期刊名称:Proceedings of the National Academy of Sciences
印刷版ISSN:0027-8424
电子版ISSN:1091-6490
出版年度:2017
卷号:114
期号:45
页码:11938-11943
DOI:10.1073/pnas.1711927114
语种:English
出版社:The National Academy of Sciences of the United States of America
摘要:Evolutionary prediction is of deep practical and philosophical importance. Here we show, using a simple computational protein model, that protein evolution remains unpredictable, even if one knows the effects of all mutations in an ancestral protein background. We performed a virtual deep mutational scan—revealing the individual and pairwise epistatic effects of every mutation to our model protein—and then used this information to predict evolutionary trajectories.
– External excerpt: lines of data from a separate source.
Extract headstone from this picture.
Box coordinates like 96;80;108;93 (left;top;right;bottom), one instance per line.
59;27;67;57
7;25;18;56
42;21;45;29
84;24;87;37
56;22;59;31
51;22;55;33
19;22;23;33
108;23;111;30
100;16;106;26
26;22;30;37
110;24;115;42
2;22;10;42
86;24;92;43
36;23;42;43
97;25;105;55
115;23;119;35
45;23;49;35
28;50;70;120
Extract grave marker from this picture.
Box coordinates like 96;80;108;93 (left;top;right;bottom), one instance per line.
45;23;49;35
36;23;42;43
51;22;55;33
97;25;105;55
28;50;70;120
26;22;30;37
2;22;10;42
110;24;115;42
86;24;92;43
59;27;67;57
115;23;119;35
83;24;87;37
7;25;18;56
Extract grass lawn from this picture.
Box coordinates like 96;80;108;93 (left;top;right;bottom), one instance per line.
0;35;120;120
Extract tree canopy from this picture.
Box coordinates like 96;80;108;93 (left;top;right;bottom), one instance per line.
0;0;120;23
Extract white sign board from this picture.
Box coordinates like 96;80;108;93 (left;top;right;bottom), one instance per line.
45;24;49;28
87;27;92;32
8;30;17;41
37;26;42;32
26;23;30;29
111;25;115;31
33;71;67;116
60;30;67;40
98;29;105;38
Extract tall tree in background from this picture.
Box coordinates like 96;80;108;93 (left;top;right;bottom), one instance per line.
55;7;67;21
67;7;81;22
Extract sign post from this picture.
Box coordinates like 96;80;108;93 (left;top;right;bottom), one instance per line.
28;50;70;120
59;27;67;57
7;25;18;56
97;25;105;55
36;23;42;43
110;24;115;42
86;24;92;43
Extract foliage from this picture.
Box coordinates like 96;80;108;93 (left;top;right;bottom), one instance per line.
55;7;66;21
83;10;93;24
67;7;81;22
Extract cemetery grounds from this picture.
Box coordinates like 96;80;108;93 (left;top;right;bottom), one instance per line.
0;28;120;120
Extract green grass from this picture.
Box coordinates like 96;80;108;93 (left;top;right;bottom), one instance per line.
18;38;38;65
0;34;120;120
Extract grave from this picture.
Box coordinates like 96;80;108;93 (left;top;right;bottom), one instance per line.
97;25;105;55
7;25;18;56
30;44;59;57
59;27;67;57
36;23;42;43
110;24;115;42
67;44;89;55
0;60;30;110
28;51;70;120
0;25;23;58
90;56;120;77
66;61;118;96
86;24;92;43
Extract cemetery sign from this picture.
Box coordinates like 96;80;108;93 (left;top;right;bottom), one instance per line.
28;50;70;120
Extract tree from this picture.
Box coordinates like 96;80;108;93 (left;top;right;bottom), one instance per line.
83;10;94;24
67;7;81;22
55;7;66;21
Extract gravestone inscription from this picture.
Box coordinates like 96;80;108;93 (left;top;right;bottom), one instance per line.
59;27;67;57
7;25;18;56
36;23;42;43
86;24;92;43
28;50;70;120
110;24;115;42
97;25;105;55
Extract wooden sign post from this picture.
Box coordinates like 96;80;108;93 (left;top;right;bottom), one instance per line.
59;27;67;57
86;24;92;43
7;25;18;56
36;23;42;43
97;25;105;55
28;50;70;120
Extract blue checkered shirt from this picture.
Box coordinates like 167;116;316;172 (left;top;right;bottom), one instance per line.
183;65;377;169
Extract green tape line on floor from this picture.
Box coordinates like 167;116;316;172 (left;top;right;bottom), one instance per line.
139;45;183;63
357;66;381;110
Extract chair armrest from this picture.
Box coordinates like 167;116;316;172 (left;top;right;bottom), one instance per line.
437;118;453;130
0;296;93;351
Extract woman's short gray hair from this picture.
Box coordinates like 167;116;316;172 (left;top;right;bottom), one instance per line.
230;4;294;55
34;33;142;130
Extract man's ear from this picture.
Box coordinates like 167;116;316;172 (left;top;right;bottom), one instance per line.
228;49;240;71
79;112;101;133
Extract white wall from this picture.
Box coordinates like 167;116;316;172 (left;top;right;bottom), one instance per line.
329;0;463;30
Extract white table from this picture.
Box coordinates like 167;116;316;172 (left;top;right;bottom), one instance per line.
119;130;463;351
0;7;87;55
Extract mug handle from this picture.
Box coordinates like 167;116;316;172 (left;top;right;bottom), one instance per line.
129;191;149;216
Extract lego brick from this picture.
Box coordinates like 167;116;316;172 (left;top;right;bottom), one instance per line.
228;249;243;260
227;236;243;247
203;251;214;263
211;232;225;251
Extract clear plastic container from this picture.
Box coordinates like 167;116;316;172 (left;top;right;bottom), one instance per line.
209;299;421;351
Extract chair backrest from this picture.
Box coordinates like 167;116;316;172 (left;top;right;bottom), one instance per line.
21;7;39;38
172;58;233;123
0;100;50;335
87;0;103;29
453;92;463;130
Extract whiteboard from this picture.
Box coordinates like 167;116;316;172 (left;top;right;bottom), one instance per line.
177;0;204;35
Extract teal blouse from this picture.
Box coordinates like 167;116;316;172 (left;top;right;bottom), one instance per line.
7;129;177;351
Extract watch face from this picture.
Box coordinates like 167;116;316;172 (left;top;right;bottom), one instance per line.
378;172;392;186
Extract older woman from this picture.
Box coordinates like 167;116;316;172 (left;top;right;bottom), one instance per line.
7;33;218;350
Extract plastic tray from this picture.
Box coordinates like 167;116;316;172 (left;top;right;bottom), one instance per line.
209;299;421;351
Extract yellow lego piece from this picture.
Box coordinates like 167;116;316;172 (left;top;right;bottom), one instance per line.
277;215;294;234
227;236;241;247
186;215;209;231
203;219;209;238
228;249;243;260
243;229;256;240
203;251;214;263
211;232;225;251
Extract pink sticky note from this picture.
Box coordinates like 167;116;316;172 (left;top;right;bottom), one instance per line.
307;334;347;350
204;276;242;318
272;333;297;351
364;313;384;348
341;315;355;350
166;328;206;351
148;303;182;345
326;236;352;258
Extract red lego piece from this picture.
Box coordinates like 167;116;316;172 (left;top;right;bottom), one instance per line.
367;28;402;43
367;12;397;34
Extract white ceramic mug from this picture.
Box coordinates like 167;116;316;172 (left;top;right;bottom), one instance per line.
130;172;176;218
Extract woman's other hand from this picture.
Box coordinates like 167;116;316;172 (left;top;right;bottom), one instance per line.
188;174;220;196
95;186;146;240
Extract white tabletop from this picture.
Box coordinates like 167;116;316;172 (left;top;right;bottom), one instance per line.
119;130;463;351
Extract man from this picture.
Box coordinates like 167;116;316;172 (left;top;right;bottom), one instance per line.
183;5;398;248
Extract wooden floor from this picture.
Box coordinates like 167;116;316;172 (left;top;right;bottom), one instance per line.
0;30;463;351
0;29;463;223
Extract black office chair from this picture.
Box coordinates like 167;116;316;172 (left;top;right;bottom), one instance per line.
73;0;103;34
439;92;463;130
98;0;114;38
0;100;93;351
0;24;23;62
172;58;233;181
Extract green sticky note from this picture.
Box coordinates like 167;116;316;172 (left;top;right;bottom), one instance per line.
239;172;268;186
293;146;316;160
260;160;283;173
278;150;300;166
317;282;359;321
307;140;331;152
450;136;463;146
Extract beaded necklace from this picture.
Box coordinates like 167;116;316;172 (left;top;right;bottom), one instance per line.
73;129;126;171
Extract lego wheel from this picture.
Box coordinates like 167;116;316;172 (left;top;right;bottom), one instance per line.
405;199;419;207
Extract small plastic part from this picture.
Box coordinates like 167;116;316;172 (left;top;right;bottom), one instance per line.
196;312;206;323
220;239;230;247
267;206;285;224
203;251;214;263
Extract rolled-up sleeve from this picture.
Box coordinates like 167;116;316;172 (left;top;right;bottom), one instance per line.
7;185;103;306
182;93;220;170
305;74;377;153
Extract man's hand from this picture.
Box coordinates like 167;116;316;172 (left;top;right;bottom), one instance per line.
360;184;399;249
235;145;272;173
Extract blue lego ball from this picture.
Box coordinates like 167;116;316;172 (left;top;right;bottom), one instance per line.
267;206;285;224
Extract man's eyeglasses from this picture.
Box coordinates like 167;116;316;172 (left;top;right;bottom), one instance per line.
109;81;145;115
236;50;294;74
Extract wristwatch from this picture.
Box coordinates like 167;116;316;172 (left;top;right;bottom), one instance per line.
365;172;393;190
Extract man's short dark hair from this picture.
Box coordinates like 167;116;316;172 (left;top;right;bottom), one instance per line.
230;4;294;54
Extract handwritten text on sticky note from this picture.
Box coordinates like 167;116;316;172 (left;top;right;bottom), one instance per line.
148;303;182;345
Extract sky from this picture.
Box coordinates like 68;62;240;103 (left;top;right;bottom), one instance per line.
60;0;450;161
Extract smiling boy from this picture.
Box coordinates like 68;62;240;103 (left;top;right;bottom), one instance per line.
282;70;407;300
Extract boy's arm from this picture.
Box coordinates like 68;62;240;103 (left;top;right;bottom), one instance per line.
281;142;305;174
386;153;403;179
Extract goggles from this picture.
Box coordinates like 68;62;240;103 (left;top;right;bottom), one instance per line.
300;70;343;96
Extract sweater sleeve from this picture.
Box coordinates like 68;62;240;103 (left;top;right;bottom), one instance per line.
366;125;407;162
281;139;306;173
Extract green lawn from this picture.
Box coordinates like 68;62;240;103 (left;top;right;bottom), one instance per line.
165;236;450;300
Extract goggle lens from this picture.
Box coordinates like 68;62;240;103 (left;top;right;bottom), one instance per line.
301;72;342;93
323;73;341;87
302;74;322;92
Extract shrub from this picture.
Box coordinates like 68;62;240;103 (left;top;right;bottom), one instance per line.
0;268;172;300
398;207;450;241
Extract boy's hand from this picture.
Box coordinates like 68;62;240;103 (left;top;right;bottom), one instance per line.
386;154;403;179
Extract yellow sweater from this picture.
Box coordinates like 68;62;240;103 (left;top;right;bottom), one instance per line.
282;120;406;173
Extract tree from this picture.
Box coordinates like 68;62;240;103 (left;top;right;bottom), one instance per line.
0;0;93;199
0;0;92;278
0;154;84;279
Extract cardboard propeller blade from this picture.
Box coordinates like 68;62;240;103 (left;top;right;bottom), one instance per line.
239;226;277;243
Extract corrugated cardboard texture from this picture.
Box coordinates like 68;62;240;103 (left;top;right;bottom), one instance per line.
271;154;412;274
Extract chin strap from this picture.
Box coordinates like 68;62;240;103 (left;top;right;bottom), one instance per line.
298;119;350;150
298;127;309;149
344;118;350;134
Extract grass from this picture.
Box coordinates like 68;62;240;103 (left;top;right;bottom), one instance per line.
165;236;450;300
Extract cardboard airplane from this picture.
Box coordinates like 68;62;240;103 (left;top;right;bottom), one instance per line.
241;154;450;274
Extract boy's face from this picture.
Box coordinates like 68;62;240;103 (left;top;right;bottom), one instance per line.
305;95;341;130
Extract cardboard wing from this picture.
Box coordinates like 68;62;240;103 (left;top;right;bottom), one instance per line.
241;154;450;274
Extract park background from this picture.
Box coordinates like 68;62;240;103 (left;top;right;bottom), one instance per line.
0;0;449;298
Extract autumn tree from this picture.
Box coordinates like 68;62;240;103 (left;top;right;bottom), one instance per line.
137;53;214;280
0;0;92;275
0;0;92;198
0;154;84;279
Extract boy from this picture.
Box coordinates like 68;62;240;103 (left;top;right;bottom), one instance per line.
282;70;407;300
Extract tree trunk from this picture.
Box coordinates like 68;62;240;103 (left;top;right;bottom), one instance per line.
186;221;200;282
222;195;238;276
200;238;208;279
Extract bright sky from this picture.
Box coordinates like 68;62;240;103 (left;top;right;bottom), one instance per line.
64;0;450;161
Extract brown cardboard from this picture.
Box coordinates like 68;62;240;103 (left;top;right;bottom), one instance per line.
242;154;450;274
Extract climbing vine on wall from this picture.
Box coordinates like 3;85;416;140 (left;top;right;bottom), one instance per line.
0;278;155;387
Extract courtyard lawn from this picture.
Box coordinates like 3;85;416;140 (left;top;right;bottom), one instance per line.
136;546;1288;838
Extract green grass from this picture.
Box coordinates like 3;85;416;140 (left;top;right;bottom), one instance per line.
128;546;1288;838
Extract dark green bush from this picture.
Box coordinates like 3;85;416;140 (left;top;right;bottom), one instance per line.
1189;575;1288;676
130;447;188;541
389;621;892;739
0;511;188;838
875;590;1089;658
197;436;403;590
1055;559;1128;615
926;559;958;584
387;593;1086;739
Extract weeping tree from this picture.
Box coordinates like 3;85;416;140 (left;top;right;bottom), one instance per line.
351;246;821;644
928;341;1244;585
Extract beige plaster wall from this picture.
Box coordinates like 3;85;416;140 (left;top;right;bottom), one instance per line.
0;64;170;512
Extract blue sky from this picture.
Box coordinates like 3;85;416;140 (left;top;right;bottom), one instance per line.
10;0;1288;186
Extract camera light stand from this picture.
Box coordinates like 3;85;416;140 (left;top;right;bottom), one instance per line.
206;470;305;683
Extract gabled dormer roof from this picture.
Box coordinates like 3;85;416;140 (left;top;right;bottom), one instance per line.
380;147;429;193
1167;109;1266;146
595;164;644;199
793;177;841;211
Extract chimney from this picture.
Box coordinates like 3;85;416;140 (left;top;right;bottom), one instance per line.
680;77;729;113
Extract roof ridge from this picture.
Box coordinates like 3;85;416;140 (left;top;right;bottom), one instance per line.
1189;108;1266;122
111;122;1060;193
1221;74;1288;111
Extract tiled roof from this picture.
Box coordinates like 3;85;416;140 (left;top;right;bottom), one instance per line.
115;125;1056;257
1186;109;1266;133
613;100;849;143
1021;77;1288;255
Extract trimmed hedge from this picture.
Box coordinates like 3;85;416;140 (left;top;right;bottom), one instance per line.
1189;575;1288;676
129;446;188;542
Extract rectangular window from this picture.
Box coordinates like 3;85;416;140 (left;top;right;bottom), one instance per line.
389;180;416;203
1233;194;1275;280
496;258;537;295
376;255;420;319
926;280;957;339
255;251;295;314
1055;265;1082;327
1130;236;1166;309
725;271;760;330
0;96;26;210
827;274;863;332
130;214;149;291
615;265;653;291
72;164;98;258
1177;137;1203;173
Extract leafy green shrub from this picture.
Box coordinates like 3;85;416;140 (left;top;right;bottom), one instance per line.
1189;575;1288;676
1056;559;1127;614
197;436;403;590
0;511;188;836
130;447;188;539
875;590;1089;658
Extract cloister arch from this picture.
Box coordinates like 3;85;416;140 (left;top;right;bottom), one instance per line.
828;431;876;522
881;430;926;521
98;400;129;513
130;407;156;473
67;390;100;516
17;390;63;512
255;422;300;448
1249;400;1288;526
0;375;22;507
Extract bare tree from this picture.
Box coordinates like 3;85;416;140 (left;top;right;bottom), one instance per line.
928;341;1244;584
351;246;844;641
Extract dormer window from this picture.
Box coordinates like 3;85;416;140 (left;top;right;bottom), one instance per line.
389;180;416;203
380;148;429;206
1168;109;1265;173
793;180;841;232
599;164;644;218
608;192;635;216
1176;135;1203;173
Our predictions were poor. This is a consequence of statistical thermodynamics. Proteins exist as ensembles of similar conformations. The effect of a mutation depends on the relative probabilities of conformations in the ensemble, which in turn, depend on the exact amino acid sequence of the protein. Accumulating substitutions alter the relative probabilities of conformations, thereby changing the effects of future mutations. This manifests itself as subtle but pervasive high-order epistasis. Uncertainty in the effect of each mutation accumulates and undermines prediction. Because conformational ensembles are an inevitable feature of proteins, this is likely universal.